Journal of Physical Chemistry B, Vol.114, No.42, 13517-13535, 2010
Structure-Based Identification of Energy Sinks in Plant Light-Harvesting Complex II
The local S-0 -> S-1 transition energies (site energies) and corresponding excitonic couplings of chlorophyll a (Chla) and b (Chlb) pigments bound to trimeric, major light-harvesting complex II (LHCII) of higher plants are calculated on the basis of the two crystal structures (Liu et al. Nature 2004, 428, 287-292; Standfuss et al. EMBO J. 2005, 24, 919-928) by using a combined quantum chemical/electrostatic method (Muh et al. Proc. Natl. Acad. Sci. U.S.A. 2007, 104, 16862-16867) that has been modified to cover membrane proteins and to account more realistically for the behavior of protonatable groups under the conditions of low-temperature optical spectroscopy. The obtained exciton levels are in reasonable agreement with experimental information (including linear absorption, linear dichroism, circular dichroism, fluorescence spectra of native as well as wild-type-minus-mutant difference absorption spectra of recombinant LHCII) and differ from earlier treatments based on fitted site energies (Novoderezhkin et al. J. Phys. Chem. B 2005, 109, 10493-10504) mainly by assigning a lower energy level to Chla 604 (in the nomenclature of Liu et al.) and Chlb 608 and a higher energy level to Chlb 605 and 609. The energy sink at cyrogenic temperatures is located at Chla 610 in the stromal layer of pigments, but structural changes at elevated temperatures may change the nature of the terminal emitter domain (including Chla 610/611/612).

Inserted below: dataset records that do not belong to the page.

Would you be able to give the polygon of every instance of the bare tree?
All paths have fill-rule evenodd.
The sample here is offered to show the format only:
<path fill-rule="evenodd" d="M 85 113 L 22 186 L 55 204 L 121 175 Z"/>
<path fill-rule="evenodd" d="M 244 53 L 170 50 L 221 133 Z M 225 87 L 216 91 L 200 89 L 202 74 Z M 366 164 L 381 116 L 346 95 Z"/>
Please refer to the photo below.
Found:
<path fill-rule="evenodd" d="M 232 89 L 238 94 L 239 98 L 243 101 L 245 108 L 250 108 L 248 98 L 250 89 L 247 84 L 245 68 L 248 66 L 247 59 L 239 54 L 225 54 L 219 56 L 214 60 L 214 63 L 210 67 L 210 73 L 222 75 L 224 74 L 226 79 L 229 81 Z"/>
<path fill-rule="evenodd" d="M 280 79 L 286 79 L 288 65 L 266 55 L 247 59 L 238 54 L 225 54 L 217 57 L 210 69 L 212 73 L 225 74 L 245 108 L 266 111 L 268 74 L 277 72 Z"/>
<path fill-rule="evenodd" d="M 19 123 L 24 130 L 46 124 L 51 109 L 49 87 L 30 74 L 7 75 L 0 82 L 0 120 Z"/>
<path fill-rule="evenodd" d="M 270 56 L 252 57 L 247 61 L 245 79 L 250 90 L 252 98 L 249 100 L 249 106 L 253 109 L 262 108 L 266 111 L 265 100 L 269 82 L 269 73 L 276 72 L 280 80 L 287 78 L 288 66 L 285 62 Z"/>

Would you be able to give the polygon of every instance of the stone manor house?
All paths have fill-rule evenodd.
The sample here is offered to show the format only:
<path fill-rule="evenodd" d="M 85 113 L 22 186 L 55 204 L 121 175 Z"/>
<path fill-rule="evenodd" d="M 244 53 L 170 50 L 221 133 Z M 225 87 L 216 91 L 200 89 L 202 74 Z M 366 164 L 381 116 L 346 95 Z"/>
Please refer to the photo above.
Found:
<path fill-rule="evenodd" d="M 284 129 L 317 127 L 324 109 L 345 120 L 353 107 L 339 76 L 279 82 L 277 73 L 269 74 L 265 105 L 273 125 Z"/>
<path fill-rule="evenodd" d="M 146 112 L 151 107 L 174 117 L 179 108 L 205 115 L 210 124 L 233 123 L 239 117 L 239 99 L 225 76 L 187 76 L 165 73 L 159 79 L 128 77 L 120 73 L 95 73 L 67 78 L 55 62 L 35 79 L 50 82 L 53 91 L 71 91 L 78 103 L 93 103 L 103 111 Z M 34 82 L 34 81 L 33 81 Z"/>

The site energy red-shift of Chla 610 is calculated to be significantly larger on the basis of the crystal structure of Standfuss et al. compared to that of Liu et al. due to conformational differences in the neighborhood of this pigment. A possible conformational change in the vicinity of Chla 604 involving tyrosine 112 and neoxanthin is found to strongly affect the site energy of this Chla and render it an alternative energy sink in the lumenal layer. A detailed, structure-based analysis of electrostatic pigment-protein interactions is performed to identify amino acid residues that are of interest for future mutagenesis experiments with the aim to further characterize the energy sinks, putative "bottleneck" states for excitation energy transfer, and potential sites of nonphotochemical quenching.